Certainly, lightning strikes can be a breathtaking sight, but have you ever seen lightning shoot upwards?
Last year, researchers in São José dos Campos, Brazil, were fortunate enough to capture the moment that several buildings’ lightning rods reached out to meet descending lightning bolts in midair.
This incredible event was recorded using a high-speed camera that captured 40,000 images per second from a distance of about 150 yards. The researchers’ goal was to study the effectiveness of building-mounted lightning rods. These rods, typically made of copper or aluminum, are installed at a building’s highest point and are connected to wires that run to the ground. They function by diverting a lightning bolt’s intense electric charge around and away from the structure.
However, what is fascinating is that the rod itself is not passive. Triggered by lightning’s negative charge, the metal rod launches a positive charge toward the oncoming electrical thread. This was captured in the lucky high-speed video captured by the Brazilian team.
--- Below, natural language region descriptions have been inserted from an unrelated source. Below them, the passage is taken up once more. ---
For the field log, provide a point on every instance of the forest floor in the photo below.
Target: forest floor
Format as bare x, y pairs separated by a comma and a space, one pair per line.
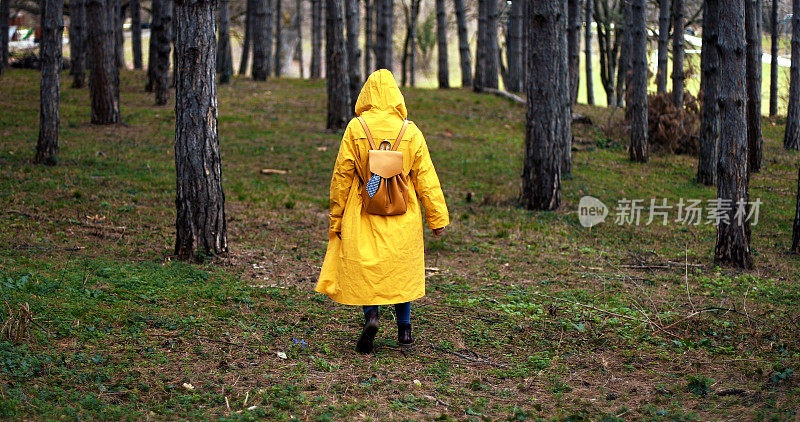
527, 315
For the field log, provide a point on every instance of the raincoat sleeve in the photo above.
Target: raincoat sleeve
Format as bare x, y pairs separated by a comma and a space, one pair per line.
429, 191
342, 179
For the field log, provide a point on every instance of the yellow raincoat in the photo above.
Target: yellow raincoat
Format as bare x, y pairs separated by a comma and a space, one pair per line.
379, 260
Interestingly, humans can also launch electrical charges to meet oncoming lightning bolts.
As Marcelo M.F. Saba, a senior researcher at the National Institute for Space Research in Brazil and an author of the study, explained, “Any person standing in an open area can similarly launch an upward connecting discharge from their head or shoulders and be injured by lightning even when not directly struck by it.”
Saba also cautioned that there are no lightning rod models that are superior to others.
“Some salesmen say that their lightning rods are better than the rest,” Saba told the paper, “but this is just sales talk. There is no solid research on that.”